Ride or Die
- Founded: 2007
- Founding location: 8th Ward of New Orleans
- Years active: 2007-2013
- Territory: St. Roch
- Ethnicity: Primarily African American
- Criminal activities: Drug trafficking, Murder,
- Rivals: 39ers gang

= ROD Gang =

New Orleans drug ring

The "Ride or Die Gang," was a small murderous drug ring that operated in New Orleans. Authorities stated the crew violently ruled narcotics activity in the St. Roch neighborhood from 2007 to 2013.
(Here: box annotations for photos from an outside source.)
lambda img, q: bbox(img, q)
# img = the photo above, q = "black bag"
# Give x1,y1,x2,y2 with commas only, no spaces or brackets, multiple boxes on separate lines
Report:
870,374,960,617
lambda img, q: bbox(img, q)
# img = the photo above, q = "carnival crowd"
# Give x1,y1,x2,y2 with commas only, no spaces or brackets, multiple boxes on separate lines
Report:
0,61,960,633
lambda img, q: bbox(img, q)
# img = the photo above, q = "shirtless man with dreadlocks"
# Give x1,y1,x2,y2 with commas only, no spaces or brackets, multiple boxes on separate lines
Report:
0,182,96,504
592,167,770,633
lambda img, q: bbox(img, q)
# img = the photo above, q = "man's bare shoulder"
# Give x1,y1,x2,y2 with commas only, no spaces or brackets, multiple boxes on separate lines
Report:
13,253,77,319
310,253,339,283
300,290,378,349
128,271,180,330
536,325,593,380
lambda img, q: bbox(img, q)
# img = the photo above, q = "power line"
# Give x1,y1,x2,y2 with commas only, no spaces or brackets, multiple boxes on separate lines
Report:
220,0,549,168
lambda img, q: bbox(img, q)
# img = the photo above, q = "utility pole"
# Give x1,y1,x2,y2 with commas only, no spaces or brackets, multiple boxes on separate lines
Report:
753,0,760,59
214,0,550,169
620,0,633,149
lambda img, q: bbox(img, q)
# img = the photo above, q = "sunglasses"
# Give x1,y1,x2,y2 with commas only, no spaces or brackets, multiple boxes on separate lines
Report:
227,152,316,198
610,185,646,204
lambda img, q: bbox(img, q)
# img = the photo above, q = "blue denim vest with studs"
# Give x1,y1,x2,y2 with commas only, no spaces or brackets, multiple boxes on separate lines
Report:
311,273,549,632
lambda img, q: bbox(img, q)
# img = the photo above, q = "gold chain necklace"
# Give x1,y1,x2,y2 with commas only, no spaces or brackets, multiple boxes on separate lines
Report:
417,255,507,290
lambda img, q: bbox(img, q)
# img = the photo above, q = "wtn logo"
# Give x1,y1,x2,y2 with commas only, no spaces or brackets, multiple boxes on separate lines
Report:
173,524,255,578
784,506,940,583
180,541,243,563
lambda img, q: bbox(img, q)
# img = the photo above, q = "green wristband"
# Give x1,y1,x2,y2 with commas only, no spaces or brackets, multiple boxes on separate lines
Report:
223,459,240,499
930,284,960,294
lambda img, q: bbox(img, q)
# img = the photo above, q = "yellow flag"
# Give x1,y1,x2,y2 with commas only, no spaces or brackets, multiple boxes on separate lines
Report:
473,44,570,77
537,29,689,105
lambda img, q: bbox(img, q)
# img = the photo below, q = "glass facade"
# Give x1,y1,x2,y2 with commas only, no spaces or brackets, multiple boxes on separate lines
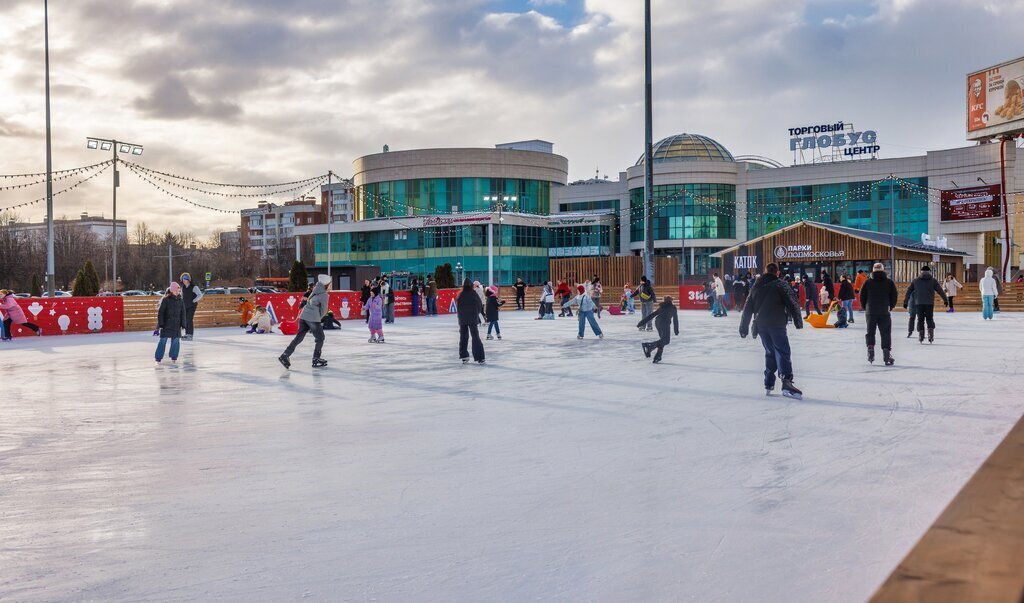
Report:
630,184,736,243
355,178,551,220
746,178,928,241
314,224,559,284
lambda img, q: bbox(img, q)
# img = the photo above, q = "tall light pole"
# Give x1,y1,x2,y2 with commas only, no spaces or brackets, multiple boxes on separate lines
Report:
43,0,56,299
327,170,334,283
483,195,518,285
643,0,655,285
85,137,142,293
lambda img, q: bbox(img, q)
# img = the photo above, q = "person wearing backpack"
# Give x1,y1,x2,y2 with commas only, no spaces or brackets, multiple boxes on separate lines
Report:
637,297,679,364
562,285,604,339
633,275,654,331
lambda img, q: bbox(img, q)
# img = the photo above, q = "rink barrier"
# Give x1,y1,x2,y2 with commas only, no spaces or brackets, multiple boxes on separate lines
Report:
871,419,1024,603
0,283,1024,337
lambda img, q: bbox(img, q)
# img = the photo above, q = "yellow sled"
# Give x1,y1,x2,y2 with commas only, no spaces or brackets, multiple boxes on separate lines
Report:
807,301,842,329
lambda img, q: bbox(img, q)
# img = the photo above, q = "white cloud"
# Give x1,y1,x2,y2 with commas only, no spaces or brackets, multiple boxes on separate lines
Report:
0,0,1024,239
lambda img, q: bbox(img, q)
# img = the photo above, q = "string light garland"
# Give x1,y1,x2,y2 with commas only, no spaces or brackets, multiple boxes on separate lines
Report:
0,159,114,182
0,161,113,212
124,162,327,214
0,159,114,190
125,162,327,198
120,160,327,188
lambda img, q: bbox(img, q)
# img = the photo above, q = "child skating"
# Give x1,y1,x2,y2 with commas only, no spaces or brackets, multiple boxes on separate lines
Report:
483,285,505,340
637,297,679,364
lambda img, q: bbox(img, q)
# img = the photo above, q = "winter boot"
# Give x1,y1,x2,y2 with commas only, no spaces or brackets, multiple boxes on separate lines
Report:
782,379,804,400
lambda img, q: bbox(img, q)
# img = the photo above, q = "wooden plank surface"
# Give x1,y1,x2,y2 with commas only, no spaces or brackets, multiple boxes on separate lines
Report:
871,418,1024,603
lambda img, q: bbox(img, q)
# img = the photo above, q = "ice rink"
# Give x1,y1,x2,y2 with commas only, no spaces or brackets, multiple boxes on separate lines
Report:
0,311,1024,602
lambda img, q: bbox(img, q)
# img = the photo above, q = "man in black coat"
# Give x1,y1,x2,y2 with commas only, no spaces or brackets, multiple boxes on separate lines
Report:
903,265,949,343
637,297,679,364
455,278,483,364
179,272,203,341
851,262,899,367
739,264,804,399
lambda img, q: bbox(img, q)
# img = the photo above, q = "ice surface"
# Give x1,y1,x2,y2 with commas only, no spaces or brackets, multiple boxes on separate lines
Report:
0,312,1024,602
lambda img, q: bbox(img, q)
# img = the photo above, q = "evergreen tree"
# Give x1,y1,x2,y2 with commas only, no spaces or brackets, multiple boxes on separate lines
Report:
288,260,309,291
71,260,99,297
434,264,456,289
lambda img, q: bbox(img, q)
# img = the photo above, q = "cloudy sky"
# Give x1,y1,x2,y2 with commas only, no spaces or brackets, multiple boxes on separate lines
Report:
0,0,1024,234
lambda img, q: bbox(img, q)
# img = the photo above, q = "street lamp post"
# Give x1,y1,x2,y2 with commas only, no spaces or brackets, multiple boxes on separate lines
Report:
483,195,518,286
85,137,142,293
43,0,56,299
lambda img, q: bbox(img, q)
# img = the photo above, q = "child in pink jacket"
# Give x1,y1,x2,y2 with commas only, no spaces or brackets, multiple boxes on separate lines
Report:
0,289,43,341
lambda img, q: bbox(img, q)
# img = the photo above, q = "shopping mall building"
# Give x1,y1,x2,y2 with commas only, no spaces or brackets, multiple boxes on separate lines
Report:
296,134,1024,285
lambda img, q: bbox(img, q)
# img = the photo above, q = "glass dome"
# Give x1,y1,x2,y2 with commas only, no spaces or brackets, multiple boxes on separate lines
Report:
636,134,736,166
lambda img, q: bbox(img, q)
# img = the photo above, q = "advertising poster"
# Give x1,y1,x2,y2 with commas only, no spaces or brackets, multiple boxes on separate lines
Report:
967,57,1024,140
941,184,1002,222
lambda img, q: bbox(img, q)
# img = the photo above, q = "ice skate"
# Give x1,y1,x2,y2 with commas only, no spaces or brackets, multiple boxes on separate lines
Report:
782,379,804,400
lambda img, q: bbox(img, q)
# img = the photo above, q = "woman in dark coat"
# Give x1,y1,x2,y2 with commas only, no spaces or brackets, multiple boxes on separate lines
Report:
156,283,185,364
637,297,679,364
455,278,483,364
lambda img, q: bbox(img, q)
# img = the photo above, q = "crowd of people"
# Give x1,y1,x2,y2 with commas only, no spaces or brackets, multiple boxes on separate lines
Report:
0,263,1002,397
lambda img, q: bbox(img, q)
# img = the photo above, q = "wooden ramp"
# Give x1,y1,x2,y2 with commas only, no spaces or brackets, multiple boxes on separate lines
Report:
871,418,1024,603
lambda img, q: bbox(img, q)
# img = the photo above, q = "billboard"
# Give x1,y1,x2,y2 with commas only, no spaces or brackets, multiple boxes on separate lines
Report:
941,184,1002,222
967,57,1024,140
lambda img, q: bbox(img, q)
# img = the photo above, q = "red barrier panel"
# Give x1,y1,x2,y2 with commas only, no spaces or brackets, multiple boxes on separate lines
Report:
0,297,125,337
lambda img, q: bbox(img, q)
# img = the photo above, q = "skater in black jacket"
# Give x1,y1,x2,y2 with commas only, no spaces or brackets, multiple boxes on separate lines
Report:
637,297,679,364
455,278,483,364
903,265,949,343
860,263,899,367
739,264,804,399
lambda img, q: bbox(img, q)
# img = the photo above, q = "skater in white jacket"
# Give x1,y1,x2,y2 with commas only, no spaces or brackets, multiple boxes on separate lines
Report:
978,268,999,320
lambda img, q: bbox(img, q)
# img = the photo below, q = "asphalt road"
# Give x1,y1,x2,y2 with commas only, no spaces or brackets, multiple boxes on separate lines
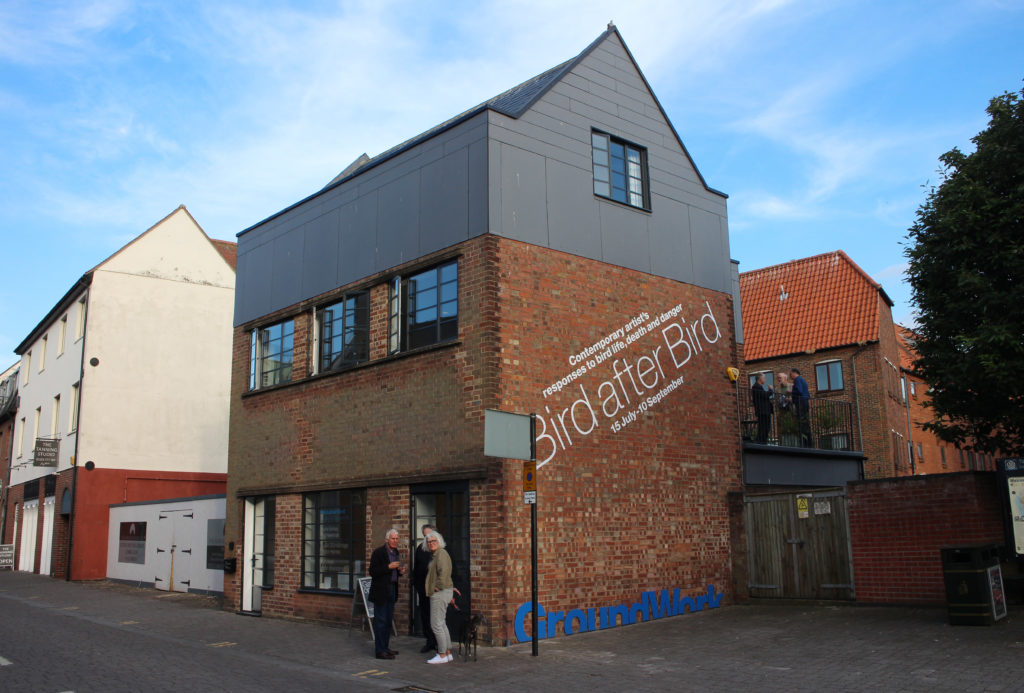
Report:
0,572,1024,693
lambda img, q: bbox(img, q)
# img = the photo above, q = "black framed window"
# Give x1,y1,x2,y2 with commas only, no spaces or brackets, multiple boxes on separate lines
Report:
249,320,295,390
591,132,650,210
302,489,367,593
388,260,459,353
814,361,843,392
317,291,370,373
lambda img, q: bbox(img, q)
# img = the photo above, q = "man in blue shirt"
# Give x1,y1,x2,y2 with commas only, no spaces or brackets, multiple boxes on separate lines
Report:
790,369,811,447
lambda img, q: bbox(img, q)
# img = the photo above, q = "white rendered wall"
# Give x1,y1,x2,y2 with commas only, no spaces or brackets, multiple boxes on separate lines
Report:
106,497,225,593
10,289,85,485
79,209,234,473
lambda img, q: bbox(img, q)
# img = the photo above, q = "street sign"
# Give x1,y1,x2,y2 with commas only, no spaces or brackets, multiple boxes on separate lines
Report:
522,461,537,506
483,409,535,460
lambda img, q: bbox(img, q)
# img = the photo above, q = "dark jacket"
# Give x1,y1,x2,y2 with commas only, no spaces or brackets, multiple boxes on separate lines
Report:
370,545,394,603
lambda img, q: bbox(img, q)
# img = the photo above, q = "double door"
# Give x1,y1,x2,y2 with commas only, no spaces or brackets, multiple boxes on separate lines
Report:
409,482,472,635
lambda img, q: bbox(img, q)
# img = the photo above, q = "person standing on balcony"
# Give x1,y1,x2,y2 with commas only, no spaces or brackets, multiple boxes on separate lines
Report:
790,369,811,447
751,373,772,445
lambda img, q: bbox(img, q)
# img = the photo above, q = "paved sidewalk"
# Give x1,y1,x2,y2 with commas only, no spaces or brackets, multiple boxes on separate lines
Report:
0,571,1024,693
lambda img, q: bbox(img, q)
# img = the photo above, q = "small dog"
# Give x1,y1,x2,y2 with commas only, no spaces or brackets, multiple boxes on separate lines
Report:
459,613,487,661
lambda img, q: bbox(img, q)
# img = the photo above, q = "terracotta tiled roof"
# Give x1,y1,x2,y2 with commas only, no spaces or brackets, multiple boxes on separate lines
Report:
739,250,892,361
210,239,239,271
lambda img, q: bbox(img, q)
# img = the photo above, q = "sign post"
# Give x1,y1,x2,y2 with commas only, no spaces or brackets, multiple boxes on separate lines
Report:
483,409,541,657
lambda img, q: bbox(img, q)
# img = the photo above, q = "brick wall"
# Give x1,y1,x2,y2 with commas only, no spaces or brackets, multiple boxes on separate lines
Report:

Members formed their crew among the trailers parked in St. Roch Park after Hurricane Katrina, a group of neighborhood teens that, prosecutor allege, sold drugs in the 8th Ward and ruthlessly defended their turf. Federal investigators said the gang used an abandoned house on Mandeville Street as a base of operations to package, sell and store narcotics, as well as store firearms. The Multi-Agency Gang Unit have been tracking the gang since 2010 and reported they dealt crack, marijuana and heroin in the St. Roch.

In 2013 twelve members were indicted on murder and racketeering charges. According to a 33-page indictment, members of the gang had been arrested repeatedly with crack cocaine, marijuana and heroin. The 20-count federal indictment also accused three men of murder.